Government runs on a 64-year-old language. Could AI help change that?

 A computer running COBOL 73, an antiquated programming language, awaits taxpayer information entries at the Internal Revenue Service in Austin, Texas, on June 10, 2022.

A computer running COBOL 73, an antiquated programming language, awaits taxpayer information entries at the Internal Revenue Service in Austin, Texas, on June 10, 2022. Matthew Busch for The Washington Post via Getty Images

 

Connecting state and local government leaders

COBOL is still relied on for many essential services. But as experts in the language retire, states are looking at new technologies and ways to change workplace culture to help ease the transition away from it.

As the COVID-19 pandemic accelerated in early 2020 and as governments moved much of their services online, one state put out an unusual call: It was looking for experts in a 60-year-old computer programming language.

New Jersey Gov. Phil Murphy said in early April of that year that the state needed volunteers familiar with common business-oriented language, or COBOL, as many of the state’s vital systems like unemployment insurance relied on it to keep its mainframe technology functioning. As millions of laid-off workers flooded the state’s systems to file claims, the decades-old technology struggled to keep up.

“We have systems that are 40 years-plus old, and there’ll be lots of postmortems,” Murphy said during a press conference at the time. “And one of them on our list will be how did we get here where we literally needed COBOL programmers?”

A couple of days later at another briefing, Murphy reported that plenty of volunteers had “raised their hands.” He said he had even been called the "COBOL King," but New Jersey was far from the only government dealing with outdated, COBOL-dependent technology.

Myriad states faced similar issues during the pandemic, including Kansas and Connecticut. At the time, Kansas Gov. Laura Kelly lamented that the disease halted the state’s technology modernization process and kept Kansas on “really old stuff.” Some estimates have suggested that 45 of the 50 states and the District of Columbia still run COBOL, in addition to numerous federal agencies.

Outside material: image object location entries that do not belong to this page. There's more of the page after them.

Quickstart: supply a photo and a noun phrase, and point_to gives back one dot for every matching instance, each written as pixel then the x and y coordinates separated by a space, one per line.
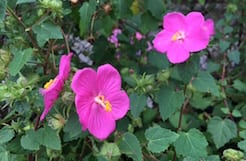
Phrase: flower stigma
pixel 48 84
pixel 104 103
pixel 179 35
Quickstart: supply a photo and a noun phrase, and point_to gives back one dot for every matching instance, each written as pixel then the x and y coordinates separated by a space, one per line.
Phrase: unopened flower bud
pixel 163 75
pixel 107 8
pixel 56 122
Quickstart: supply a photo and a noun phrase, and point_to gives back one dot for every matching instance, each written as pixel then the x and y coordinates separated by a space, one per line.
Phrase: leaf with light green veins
pixel 4 154
pixel 157 8
pixel 159 138
pixel 46 31
pixel 191 143
pixel 222 131
pixel 138 102
pixel 204 82
pixel 49 138
pixel 242 145
pixel 19 60
pixel 130 146
pixel 169 101
pixel 6 135
pixel 3 6
pixel 30 141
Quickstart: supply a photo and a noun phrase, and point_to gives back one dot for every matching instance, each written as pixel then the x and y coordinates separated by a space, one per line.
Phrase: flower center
pixel 48 84
pixel 179 35
pixel 104 103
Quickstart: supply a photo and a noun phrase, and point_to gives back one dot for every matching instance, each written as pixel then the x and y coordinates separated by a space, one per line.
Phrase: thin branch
pixel 182 112
pixel 223 78
pixel 92 25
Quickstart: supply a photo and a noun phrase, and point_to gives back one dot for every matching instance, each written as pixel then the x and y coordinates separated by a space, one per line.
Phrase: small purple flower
pixel 113 38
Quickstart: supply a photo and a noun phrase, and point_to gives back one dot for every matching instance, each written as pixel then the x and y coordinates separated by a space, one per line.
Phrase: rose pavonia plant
pixel 165 80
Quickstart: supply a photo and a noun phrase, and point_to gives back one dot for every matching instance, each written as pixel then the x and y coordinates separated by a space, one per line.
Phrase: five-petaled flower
pixel 53 88
pixel 183 34
pixel 99 99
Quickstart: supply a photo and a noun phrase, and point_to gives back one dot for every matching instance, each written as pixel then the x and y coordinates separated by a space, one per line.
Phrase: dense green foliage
pixel 191 111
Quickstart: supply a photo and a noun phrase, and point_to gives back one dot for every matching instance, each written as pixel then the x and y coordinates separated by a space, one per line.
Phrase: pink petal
pixel 209 26
pixel 162 41
pixel 174 21
pixel 194 20
pixel 120 104
pixel 100 123
pixel 64 67
pixel 83 105
pixel 84 81
pixel 139 36
pixel 51 95
pixel 196 40
pixel 177 53
pixel 108 79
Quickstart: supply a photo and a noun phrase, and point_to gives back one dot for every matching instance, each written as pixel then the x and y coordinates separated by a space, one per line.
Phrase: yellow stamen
pixel 48 84
pixel 104 103
pixel 180 35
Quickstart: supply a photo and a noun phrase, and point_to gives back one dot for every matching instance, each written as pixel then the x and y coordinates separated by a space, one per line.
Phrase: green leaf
pixel 221 130
pixel 4 154
pixel 122 8
pixel 130 146
pixel 158 60
pixel 234 56
pixel 149 23
pixel 186 71
pixel 200 102
pixel 169 101
pixel 191 143
pixel 137 104
pixel 72 129
pixel 110 151
pixel 204 82
pixel 3 7
pixel 242 145
pixel 46 31
pixel 25 1
pixel 159 138
pixel 6 135
pixel 30 141
pixel 86 11
pixel 19 60
pixel 236 113
pixel 156 8
pixel 49 138
pixel 239 85
pixel 242 134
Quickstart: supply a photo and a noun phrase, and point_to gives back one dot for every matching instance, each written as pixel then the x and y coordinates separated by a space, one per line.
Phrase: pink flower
pixel 183 34
pixel 150 47
pixel 99 99
pixel 53 88
pixel 209 26
pixel 139 36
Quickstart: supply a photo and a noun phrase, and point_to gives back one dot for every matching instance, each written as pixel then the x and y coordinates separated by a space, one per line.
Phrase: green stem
pixel 66 40
pixel 182 112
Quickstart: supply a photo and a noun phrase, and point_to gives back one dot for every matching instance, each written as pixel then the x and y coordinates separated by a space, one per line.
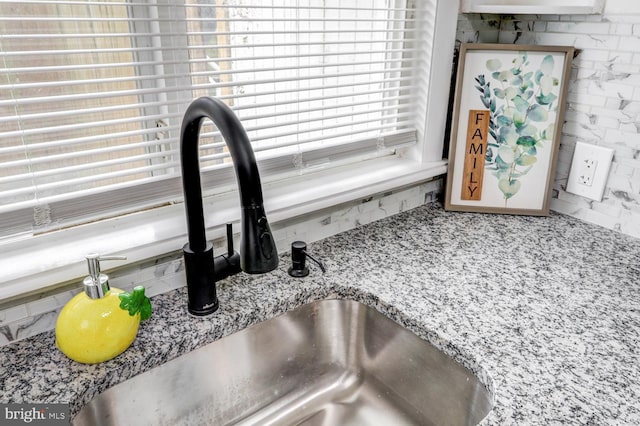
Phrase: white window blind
pixel 92 94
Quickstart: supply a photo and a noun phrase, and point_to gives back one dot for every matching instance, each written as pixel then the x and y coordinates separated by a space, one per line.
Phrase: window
pixel 93 94
pixel 341 95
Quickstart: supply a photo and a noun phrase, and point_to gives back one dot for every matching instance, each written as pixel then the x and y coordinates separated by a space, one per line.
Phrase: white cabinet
pixel 536 7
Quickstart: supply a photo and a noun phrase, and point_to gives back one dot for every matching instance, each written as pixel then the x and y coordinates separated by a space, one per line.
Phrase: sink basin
pixel 332 362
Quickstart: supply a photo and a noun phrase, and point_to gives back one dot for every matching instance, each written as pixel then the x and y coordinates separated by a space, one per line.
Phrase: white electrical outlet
pixel 589 170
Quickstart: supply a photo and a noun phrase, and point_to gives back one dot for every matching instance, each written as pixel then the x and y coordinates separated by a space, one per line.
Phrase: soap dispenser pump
pixel 100 323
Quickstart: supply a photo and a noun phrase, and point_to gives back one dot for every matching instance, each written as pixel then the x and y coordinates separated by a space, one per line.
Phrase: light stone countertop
pixel 545 310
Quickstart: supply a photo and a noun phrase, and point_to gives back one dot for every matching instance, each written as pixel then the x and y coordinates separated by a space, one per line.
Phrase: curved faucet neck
pixel 241 152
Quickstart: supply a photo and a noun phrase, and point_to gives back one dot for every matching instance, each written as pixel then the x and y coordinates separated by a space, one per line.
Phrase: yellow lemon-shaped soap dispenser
pixel 99 323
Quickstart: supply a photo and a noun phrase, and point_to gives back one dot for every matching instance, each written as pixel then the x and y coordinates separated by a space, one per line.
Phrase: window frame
pixel 39 263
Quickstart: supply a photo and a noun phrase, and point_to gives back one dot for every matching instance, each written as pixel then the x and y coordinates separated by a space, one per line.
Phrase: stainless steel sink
pixel 332 362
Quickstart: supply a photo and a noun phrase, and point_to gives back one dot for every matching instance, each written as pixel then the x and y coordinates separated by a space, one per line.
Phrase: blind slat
pixel 95 92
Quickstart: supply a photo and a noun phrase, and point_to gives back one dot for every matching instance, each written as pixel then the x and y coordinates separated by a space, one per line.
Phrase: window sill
pixel 41 263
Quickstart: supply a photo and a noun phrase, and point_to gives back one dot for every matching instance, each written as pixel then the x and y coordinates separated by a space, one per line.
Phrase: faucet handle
pixel 229 239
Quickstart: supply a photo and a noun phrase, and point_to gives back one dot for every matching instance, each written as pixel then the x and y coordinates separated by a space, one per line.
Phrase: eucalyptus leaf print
pixel 522 100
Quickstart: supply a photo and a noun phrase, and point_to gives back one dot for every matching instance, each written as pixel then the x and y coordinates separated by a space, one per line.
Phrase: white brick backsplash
pixel 622 28
pixel 603 106
pixel 580 27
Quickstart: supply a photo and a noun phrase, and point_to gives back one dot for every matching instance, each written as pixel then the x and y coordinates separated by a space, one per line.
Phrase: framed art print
pixel 507 118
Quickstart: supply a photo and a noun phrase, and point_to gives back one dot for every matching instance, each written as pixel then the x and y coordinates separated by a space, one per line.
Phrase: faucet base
pixel 201 286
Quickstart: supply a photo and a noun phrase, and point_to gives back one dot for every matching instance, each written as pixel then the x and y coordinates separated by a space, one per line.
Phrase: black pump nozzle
pixel 299 254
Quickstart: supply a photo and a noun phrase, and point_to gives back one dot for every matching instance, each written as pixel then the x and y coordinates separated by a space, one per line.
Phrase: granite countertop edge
pixel 427 270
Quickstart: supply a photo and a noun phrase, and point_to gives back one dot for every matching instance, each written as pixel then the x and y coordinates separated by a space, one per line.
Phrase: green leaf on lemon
pixel 136 302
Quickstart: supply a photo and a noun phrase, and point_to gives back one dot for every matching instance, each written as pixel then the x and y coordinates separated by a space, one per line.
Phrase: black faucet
pixel 258 252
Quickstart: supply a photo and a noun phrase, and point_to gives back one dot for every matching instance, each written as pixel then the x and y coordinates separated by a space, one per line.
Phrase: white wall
pixel 622 7
pixel 603 100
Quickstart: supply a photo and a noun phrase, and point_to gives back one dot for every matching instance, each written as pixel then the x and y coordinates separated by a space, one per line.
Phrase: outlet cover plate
pixel 589 170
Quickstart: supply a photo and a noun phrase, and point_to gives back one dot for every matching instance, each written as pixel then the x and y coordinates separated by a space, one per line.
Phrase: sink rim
pixel 388 311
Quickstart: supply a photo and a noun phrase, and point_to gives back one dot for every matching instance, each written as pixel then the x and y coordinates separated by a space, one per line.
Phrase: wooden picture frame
pixel 507 120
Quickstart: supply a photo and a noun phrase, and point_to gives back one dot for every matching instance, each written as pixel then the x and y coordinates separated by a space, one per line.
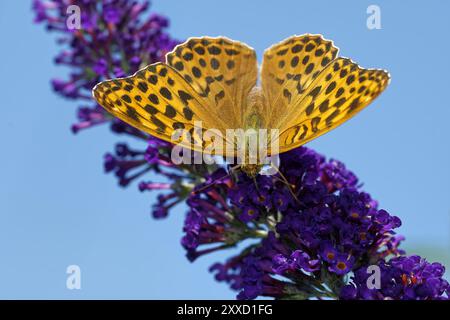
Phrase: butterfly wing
pixel 338 93
pixel 220 70
pixel 288 68
pixel 157 100
pixel 308 91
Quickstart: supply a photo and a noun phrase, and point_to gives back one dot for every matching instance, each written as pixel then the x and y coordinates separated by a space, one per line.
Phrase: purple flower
pixel 115 40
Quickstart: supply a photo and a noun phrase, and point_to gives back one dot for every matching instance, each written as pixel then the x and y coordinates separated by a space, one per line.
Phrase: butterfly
pixel 305 90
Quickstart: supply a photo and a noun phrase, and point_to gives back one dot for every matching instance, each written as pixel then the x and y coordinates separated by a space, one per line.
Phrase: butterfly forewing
pixel 288 69
pixel 157 100
pixel 338 93
pixel 222 71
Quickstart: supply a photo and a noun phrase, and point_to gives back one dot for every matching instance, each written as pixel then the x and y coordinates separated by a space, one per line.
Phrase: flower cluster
pixel 306 232
pixel 115 39
pixel 402 278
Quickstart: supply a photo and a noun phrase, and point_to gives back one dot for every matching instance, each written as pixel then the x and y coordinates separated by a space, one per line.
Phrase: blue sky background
pixel 57 207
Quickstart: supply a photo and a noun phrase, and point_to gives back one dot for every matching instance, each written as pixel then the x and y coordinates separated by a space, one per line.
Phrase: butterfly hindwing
pixel 220 70
pixel 338 93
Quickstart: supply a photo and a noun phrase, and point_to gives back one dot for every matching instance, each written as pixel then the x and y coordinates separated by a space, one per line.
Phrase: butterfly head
pixel 251 170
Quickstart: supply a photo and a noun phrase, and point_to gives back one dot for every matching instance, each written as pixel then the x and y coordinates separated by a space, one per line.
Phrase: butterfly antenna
pixel 289 185
pixel 216 180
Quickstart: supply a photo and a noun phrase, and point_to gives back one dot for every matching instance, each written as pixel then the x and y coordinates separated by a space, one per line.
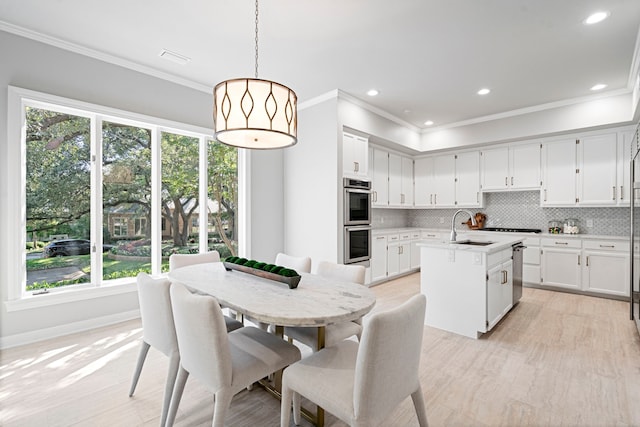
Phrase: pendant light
pixel 255 113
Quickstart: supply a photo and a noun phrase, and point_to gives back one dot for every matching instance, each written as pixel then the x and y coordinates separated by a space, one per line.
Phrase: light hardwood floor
pixel 556 360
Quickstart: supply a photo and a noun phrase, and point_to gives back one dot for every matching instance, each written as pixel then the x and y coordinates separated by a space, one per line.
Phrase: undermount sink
pixel 471 242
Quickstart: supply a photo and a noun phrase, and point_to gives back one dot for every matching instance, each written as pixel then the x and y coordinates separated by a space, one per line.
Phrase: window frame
pixel 17 298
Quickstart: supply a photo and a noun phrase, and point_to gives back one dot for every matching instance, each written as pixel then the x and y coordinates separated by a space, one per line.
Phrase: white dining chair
pixel 299 264
pixel 184 260
pixel 224 363
pixel 336 332
pixel 361 384
pixel 157 332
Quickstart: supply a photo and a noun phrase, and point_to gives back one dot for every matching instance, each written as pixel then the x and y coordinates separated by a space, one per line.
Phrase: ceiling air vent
pixel 175 57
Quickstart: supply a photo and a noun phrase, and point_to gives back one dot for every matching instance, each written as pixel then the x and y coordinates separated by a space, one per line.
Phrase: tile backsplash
pixel 520 209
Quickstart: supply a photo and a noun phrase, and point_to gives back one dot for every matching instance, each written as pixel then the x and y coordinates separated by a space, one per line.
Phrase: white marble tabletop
pixel 317 301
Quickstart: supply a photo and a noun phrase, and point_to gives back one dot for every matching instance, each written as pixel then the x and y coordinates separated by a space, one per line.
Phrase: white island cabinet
pixel 469 288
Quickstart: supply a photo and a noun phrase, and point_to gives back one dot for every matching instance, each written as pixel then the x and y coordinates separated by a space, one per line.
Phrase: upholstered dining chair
pixel 363 383
pixel 157 331
pixel 224 363
pixel 183 260
pixel 335 332
pixel 300 264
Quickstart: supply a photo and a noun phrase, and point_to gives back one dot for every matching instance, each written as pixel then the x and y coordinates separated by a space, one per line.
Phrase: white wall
pixel 37 66
pixel 312 186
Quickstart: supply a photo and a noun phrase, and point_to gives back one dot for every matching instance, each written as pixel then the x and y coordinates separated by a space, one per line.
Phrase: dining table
pixel 317 301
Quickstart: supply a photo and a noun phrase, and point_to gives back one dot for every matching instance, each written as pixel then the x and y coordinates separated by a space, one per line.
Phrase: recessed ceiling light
pixel 175 57
pixel 594 18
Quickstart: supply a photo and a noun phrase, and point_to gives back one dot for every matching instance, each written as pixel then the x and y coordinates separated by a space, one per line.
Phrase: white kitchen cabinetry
pixel 378 257
pixel 444 181
pixel 531 261
pixel 499 287
pixel 398 253
pixel 597 170
pixel 515 167
pixel 380 178
pixel 415 250
pixel 424 188
pixel 561 263
pixel 606 267
pixel 559 173
pixel 467 180
pixel 625 144
pixel 400 181
pixel 355 156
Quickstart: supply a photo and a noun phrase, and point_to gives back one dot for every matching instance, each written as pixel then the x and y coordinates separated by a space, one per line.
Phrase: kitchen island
pixel 468 284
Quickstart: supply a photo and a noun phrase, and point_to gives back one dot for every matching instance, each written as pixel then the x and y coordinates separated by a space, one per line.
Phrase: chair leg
pixel 418 403
pixel 174 366
pixel 296 408
pixel 220 407
pixel 144 349
pixel 285 406
pixel 178 389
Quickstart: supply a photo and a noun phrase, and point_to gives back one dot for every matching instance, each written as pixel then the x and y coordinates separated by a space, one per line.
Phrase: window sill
pixel 29 302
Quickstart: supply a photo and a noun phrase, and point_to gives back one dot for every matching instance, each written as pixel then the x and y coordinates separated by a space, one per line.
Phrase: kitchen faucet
pixel 453 223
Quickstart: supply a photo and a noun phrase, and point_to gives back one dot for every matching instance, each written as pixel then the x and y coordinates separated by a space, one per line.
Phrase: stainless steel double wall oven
pixel 357 221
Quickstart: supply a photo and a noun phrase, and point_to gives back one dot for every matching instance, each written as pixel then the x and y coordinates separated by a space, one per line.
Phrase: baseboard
pixel 66 329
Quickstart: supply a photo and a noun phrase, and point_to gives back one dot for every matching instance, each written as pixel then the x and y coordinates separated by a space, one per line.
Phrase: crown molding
pixel 101 56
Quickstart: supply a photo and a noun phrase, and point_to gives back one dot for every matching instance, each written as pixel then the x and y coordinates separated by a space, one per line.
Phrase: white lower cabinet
pixel 606 267
pixel 499 288
pixel 562 263
pixel 531 261
pixel 379 258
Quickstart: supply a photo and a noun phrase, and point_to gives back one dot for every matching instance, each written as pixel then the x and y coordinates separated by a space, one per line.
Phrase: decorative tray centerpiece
pixel 264 270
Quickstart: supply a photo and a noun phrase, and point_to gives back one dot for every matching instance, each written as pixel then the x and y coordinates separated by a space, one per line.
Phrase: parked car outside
pixel 67 247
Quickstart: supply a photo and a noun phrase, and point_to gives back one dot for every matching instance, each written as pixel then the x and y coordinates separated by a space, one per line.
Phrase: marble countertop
pixel 317 301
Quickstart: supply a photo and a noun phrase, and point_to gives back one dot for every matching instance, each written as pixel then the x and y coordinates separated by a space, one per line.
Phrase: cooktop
pixel 513 230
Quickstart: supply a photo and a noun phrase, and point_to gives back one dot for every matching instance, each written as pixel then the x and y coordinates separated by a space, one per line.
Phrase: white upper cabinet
pixel 444 180
pixel 524 167
pixel 380 178
pixel 559 173
pixel 468 179
pixel 597 170
pixel 514 167
pixel 355 156
pixel 625 144
pixel 424 187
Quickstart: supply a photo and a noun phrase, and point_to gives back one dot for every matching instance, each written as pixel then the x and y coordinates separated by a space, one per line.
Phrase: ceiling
pixel 427 58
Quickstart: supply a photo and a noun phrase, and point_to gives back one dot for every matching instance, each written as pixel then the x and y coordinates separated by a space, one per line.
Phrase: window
pixel 120 227
pixel 123 213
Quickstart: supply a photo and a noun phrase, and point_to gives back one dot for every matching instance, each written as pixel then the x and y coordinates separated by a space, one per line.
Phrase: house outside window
pixel 109 199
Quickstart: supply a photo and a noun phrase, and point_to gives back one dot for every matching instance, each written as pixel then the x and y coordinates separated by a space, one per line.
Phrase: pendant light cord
pixel 256 39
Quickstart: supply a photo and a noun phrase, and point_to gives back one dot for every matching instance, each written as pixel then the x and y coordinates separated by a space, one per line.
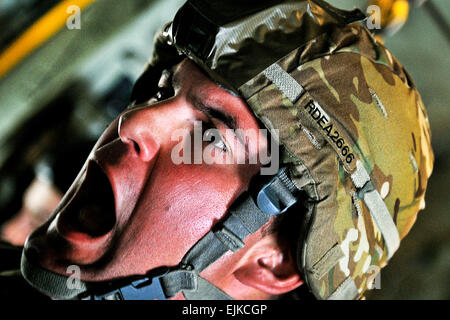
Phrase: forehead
pixel 198 85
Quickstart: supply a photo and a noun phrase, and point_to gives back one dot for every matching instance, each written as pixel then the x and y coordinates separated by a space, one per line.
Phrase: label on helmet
pixel 330 131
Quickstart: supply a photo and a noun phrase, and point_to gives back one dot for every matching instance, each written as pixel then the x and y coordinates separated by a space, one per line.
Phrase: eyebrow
pixel 215 113
pixel 211 111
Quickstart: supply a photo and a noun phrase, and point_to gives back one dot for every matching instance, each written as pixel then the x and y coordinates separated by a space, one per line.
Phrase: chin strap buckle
pixel 278 195
pixel 141 289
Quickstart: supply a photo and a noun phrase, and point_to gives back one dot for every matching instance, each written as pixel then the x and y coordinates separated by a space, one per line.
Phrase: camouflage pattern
pixel 375 107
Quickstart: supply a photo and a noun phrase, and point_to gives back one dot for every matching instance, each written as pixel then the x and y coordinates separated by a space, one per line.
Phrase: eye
pixel 164 93
pixel 214 135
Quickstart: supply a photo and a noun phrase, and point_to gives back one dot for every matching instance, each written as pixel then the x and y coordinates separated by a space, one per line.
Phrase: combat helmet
pixel 352 129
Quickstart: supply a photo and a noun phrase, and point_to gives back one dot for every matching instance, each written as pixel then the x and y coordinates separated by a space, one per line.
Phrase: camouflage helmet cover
pixel 351 124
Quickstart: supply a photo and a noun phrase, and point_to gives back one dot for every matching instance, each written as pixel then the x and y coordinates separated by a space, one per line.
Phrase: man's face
pixel 132 209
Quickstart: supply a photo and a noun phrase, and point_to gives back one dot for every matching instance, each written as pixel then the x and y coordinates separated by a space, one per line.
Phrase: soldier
pixel 148 219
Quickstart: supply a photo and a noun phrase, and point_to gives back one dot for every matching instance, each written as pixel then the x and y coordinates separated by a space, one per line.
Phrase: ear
pixel 269 267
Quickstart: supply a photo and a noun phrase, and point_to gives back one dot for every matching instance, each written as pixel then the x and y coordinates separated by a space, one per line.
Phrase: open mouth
pixel 90 213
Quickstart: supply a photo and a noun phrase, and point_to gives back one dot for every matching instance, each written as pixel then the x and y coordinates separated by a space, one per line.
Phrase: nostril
pixel 136 147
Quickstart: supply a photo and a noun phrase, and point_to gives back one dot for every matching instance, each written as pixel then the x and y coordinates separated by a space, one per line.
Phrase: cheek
pixel 181 204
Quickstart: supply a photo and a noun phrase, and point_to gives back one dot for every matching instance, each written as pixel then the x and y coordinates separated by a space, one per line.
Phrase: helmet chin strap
pixel 245 217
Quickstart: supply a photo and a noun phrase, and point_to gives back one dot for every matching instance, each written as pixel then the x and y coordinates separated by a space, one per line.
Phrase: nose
pixel 137 127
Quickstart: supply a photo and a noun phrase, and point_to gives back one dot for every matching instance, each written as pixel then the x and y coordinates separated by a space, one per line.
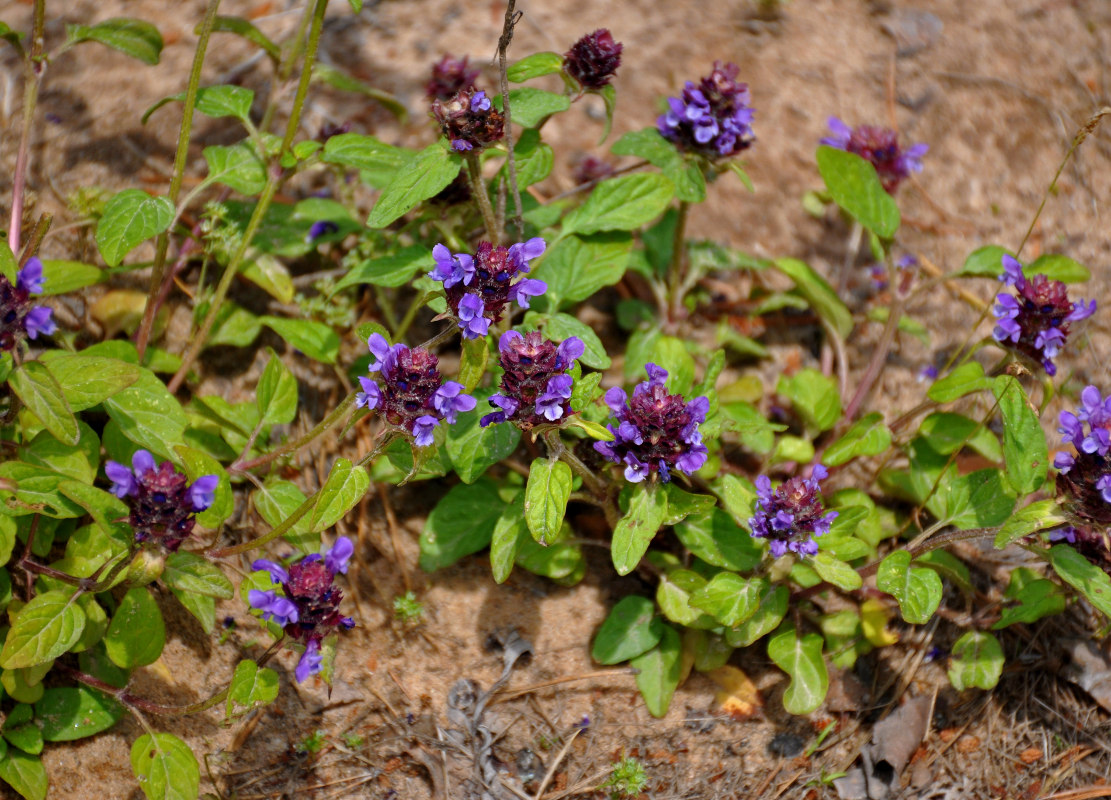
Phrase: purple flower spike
pixel 791 517
pixel 202 492
pixel 1034 321
pixel 656 432
pixel 337 558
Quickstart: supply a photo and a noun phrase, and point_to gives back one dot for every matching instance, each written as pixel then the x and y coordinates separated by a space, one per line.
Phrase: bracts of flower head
pixel 1034 321
pixel 19 318
pixel 791 516
pixel 656 432
pixel 879 147
pixel 469 120
pixel 593 60
pixel 536 388
pixel 307 608
pixel 479 287
pixel 713 118
pixel 163 503
pixel 409 392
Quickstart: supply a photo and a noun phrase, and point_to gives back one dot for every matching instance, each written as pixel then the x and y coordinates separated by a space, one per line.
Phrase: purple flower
pixel 409 392
pixel 712 119
pixel 593 60
pixel 1034 321
pixel 656 431
pixel 162 502
pixel 792 516
pixel 534 386
pixel 880 147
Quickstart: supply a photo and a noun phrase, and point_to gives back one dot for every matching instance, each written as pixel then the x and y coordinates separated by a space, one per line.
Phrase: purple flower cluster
pixel 593 60
pixel 479 287
pixel 534 386
pixel 469 120
pixel 19 317
pixel 450 76
pixel 410 392
pixel 712 119
pixel 163 503
pixel 1036 320
pixel 308 608
pixel 880 147
pixel 657 432
pixel 792 516
pixel 1086 477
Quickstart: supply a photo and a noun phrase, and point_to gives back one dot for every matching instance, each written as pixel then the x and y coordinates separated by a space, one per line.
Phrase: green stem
pixel 162 243
pixel 261 207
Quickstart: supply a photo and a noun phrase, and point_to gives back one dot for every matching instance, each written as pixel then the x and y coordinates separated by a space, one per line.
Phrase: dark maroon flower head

Today, COBOL is taught at only a handful of U.S. universities. The coding language is 64 years old—first developed in 1959 to process transactions in banking, retail, transportation and government programs like tax processing, Social Security and unemployment insurance. COBOL has given way to other languages and applications, and there is less of a pipeline of new COBOL talent coming through.

That is despite the language’s inherent importance. A global study conducted last year by enterprise software firm Micro Focus found that 800 billion lines of the code run daily in production systems, with more than half of survey respondents expecting to keep running COBOL applications for at least the next decade.

If COBOL applications stopped running tomorrow, the consequences would be “pretty darn bad,” said Frank Attaie, general manager for IBM’s U.S. public sector market.

While the pandemic shined a light on the language’s prevalence, states’ continued reliance on COBOL presents challenges for IT leaders who must balance the desire for modernization with a need to ensure their systems stay functional.

And the biggest challenge state and local governments face when maintaining these systems—as New Jersey and others found during the pandemic—is the lack of available workers with COBOL knowledge. Many have retired, or are retiring on “literally a daily basis,” Attaie said.

Maryland IT Secretary Katie Savage said in a previous interview that those retirements create a “significant operating risk,” especially if many of the people leaving are attached to the COBOL system and there is no obvious succession plan.

“For me, we're making the business case around why from a security and workforce development perspective, we have to upgrade,” Savage said at the Google Public Sector Forum last month.

It can be heavy going, however, as those still working in state IT departments may be reluctant to use newer tools.

“Lots of folks are tied to the mainframe; they’re civil servants that have worked in our agency for a long time,” Amy Pechacek, Wisconsin’s secretary of workforce development, said at the forum. “They're wonderful team members, but they are very used to how things have always been, and they're used to moving at the speed of government, which means historically, very slow.”

Getting employees on board to transition away from COBOL is crucial, therefore. Pechacek said it has been important for Wisconsin to take an “iterative approach” to modernization, rather than changing too many systems too quickly and risking outages. Whether it be clearing a backlog of unemployment insurance claims, or looking to artificial intelligence-driven chatbots, Pechacek said those wins help “move the needle in terms of cultural acceptance.”

Savage said she and her fellow IT leaders in Maryland have held town halls with employees to hear their concerns and to ensure that staff are familiar with the overall vision. She said she was “blown away” by the desire among IT staff to learn new skills to meet that vision.

The transition away from COBOL will take time though, and some believe AI could be a solution. IBM recently unveiled a generative AI tool to help developers produce code more quickly and also help facilitate faster translation of COBOL to Java, which many see as a successor language. 

Ultimately, AI could help governments retire COBOL. But instead of starting from scratch, governments would be able to transition their existing data and records. It means, said Attaie, governments can have a “more modern footprint without losing all of the resiliency, the availability, the code base and data” that has already been accumulated.